7. Or form dough into a cookie log.  Wrap in plastic and place in the fridge.  Once cookies are cold all the way through, slice them to your desired thickness.

8. Bake cookies 15-17 minutes if using the cookie scope method, or 17-20 minutes if using the sliced log method.  Cookies are done with the edges are just beginning to brown.

9. Cool completely and enjoy!

Tuesday, May 01, 2012

45. Cherry Almond Biscotti

The reason behind my top 100 list was to challenge myself to try new things.  I wanted to learn new techniques, try different recipes, and expand my baking expertise.  I will not like everything on the list, but it will not stop me from making it and trying it.

That is the case with biscotti.  I like crisp cookies, but I am not a huge fan of biscotti.  Biscotti can be so rock-hard that you must dip it in a beverage to actually be able to eat it.  That is where the problem lies.

Imagine it—you can have a nice, creamy, warm cup of coffee and a flavorful, not-to-sweet, crisp, nutty cookie.  Then you take that cookie, dip it into the coffee, hold it there for a few seconds, then pull the cookie out and eat it.  After savoring the now bitable cookie, you look back down at your cup of coffee and what do you see?  Floating crumbs, cookie residue, textures that are unbecoming of a drink.

THAT is why I do not care for biscotti, because the vehicle to make the cookie palatable creates unwanted consequences.  I want my coffee cookie-crumb free!  So, when making my own biscotti, I wanted it crisp but not jaw-breaking hard.  I wanted the cookie to be enjoyed with or without dipping.

These cookies have a crisp exterior and a softer, chewy interior.  I love that they are not super sweet, and the cherries provide an extra tartness.  Lastly, to bump up the decadence, I half dipped them in semi-sweet chocolate and showered some with almonds.

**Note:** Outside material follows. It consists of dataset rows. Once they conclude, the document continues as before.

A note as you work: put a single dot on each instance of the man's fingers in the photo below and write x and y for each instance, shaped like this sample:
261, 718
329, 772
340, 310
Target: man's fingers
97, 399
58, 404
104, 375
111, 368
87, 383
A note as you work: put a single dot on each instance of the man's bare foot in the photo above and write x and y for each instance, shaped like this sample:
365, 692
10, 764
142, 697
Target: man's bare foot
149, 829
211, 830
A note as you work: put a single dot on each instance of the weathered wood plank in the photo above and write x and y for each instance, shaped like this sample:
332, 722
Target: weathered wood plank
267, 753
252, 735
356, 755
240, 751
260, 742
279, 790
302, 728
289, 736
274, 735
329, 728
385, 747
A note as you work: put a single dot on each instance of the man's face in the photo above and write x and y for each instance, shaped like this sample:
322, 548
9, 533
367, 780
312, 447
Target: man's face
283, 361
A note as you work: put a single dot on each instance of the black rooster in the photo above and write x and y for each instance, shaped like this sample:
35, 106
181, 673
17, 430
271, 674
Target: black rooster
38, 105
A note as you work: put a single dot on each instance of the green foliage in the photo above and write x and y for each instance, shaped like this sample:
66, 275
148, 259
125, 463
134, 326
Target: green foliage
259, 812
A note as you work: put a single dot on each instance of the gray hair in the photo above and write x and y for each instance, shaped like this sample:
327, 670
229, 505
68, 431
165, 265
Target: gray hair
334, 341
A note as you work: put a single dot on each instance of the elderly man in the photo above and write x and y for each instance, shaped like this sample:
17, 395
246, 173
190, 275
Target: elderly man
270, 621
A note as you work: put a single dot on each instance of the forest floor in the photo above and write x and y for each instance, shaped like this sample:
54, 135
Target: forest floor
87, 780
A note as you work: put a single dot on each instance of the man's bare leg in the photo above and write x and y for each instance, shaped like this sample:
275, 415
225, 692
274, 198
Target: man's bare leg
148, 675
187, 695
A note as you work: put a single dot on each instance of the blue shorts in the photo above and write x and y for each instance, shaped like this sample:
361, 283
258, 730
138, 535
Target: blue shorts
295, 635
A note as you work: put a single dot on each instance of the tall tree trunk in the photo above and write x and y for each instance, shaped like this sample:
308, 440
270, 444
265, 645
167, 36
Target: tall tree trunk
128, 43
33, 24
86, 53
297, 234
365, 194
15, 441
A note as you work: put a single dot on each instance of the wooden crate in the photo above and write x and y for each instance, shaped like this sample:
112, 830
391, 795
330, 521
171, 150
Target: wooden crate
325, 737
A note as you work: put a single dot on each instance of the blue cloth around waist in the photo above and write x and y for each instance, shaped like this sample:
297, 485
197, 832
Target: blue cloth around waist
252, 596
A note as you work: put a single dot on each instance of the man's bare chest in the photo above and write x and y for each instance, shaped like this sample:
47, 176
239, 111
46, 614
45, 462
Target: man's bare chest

If you choose to dip them or not, they are perfectly enjoyable.  These cookies can stand on their own or be nicely paired with a warm beverage of choice.

Cherry Almond Biscotti
Adapted from Joy of Baking

1 tsp Baking Powder
1/8 tsp Salt
2 cups All-purpose Flour
3/4 cup White Sugar
4 large eggs
1 tsp Vanilla Extract
1/2 tsp Almond Extract
approx. 1 cup Dried Cherries
3/4 cup Slivered Almonds

1. Preheat oven temperature to 330F and line a baking sheet with parchment paper.  

2. In a small bowl lightly beat eggs and extracts together. 

3. In a medium bowl combine the flour, sugar, baking powder and salt. Add the egg mixture and mix until a dough forms.  Adding almonds and cherries about halfway through.

4. On a lightly floured surface shape dough into a log about 14 inches long and 3 - 4 inches wide. Transfer log to the prepared baking sheet and bake for 30 - 40 minutes, or until firm to the touch (log will spread during baking). Remove from oven and let cool on a wire rack for about 10 minutes.

5. Transfer log to a cutting board and, using a serrated knife, cut log into slices 1 inch thick slices on the diagonal. 

6. Arrange pieces evenly on baking sheet with bottom of log down, so that each piece is standing up with the cut side out.  Bake for 30 minutes or more, until firm to the touch.

7. Remove from oven and let cool.

8. If dipping, melt 8-oz of semi-sweet chocolate with a little vegetable oil.  Once cookies are completely cool, dip each cookie.  Sprinkle with additional sliced almonds if desired. Place on parchment paper, and in the fridge, until chocolate is completely set.